Thursday, October 18, 2007

Medical Examiner caught in the crossfire

A raging battle over whether to build a pricey public safety complex at Highways 45 and 50 in Bristol has caught the Kenosha County Medical Examiner, Dr. Mary Mainland, in the crossfire.

Dr. Mainland isn't a politician. She's a forensic pathologist. But her office has outgrown the old Brookside facilities on Washington Road and needs a new home.

The county's idea was to put it in a new public safety complex proposed to be build near the Kenosha County Center building at Highways 45 and 50. The new facility would also house a sheriff's substation and a new communications center to be moved from the Public Safety Building in downtown Kenosha.

The multimillion project has its share of detractors -- myself included -- who ponder not only the cost but the wisdom of moving the dispatch center from downtown.

You'll recall that the whole concept behind the Public Safety Building was to consolidate facilities and have support services working alongside the Kenosha Police Department and Kenosha County Sheriff's Department. Moving the dispatch center out of downtown frustrates the very reason why the Public Safety Building was built.
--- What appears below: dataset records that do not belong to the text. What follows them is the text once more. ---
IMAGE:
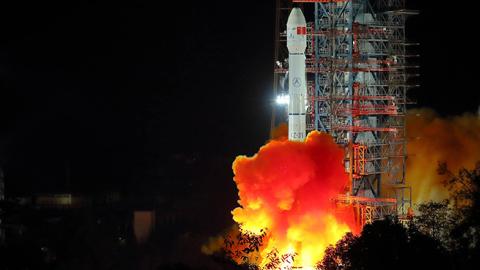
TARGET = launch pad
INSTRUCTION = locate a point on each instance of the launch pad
(358, 72)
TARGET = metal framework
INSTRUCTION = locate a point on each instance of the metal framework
(358, 80)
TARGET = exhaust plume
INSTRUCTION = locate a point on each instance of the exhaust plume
(287, 189)
(433, 140)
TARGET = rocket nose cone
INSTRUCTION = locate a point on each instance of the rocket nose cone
(296, 17)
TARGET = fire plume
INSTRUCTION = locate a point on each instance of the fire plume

It's an utterly stupid and indefensible idea which should never see the light of day.

That said, it doesn't mean that the sheriff doesn't need a western county substation nor should it deprive the medical examiner of much needed space and facilities.
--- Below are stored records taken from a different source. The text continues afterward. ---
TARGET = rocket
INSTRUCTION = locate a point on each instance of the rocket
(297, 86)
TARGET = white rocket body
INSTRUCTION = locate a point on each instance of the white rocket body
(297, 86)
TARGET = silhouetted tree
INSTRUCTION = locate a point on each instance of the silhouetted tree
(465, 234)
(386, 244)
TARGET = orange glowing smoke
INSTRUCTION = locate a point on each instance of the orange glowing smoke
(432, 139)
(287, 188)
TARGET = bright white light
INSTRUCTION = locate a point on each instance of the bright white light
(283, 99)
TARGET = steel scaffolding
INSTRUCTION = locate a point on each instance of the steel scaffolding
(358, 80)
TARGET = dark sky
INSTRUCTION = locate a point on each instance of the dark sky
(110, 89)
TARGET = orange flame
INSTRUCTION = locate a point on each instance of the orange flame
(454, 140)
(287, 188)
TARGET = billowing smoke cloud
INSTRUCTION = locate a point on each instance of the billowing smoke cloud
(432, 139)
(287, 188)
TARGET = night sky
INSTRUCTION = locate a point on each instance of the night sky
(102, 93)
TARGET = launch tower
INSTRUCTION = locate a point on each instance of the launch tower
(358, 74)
In the case of the sheriff's department, there already is unused space in the Kenosha County Center. However, no elevator was ever installed when the building was built, another utterly stupid and indefensible move which means the facility isn't completely usable. It shouldn't cost all that much to put in an elevator and do some remodeling.

A better idea, however, would be to cut a deal with the Village of Twin Lakes which has a new police station in a building that was designed for ready expansion. Working with Twin Lakes to expand that facility for joint use is a smart idea that's long overdue.

The Twin Lakes facility has its own dispatch facility already staffed around the clock so there would be someone available to greet the public 24/7. Plus, that building truly is in the western part of the county which can't be said for the Kenosha County Center. And it would probably cost a lot less to negotiate with the village to add space for the sheriff's west end patrols.

This, of course, doesn't address the needs of the medical examiner.

The medical examiner's office has an acute need not only for more space but a facility that's up to professional standards. Since the medical examiner works closely with prosecutors and the courts, it only makes sense not to move the office to Bristol when the people she and her staff work with are downtown.

But the space issue is only part of the story because apparently there are some malcontents on the county board who are floating another incredibly stupid and utterly indefensible idea: eliminate the medical examiner, period. Their fuzzy logic is that if you cut out the medical examiner, there won't be any need for new facilities and thus the county saves money.

Wrong.

Kenosha County switched from an elected coroner to an appointed medical examiner in order to professionalize forensic investigations. This progressive move has worked well for the past two decades and continues to make sense.

If the medical examiner was eliminated, the county would go back to having an elected coroner who may or may not be experienced in death investigations. The coroner would still have to have a staff, just as the medical examiner does, plus there would be a need to hire forensic pathologists elsewhere to perform autopsies, testify in court, consult with law enforcement, etc. How this would benefit the people of Kenosha County is completely befuddling. Only a moron suffering from terminal rectal-cranial inversion or an incurable political sleazeball could find merit in this.

It's unfortunate and downright wrong that the medical examiner -- who's supposed to be a professional removed from politics -- is caught in this crossfire. The county board needs to hear this message loud, clear and immediately.

Yes, reasonable minds can disagree on how best to provide enhanced law enforcement in western Kenosha County or where the medical examiner's new facility should be located, but nobody in their right mind can argue that going back to a system we eliminated two decades ago is in the best interests of the county. The county board must stop playing politics with the medical examiner's office, period.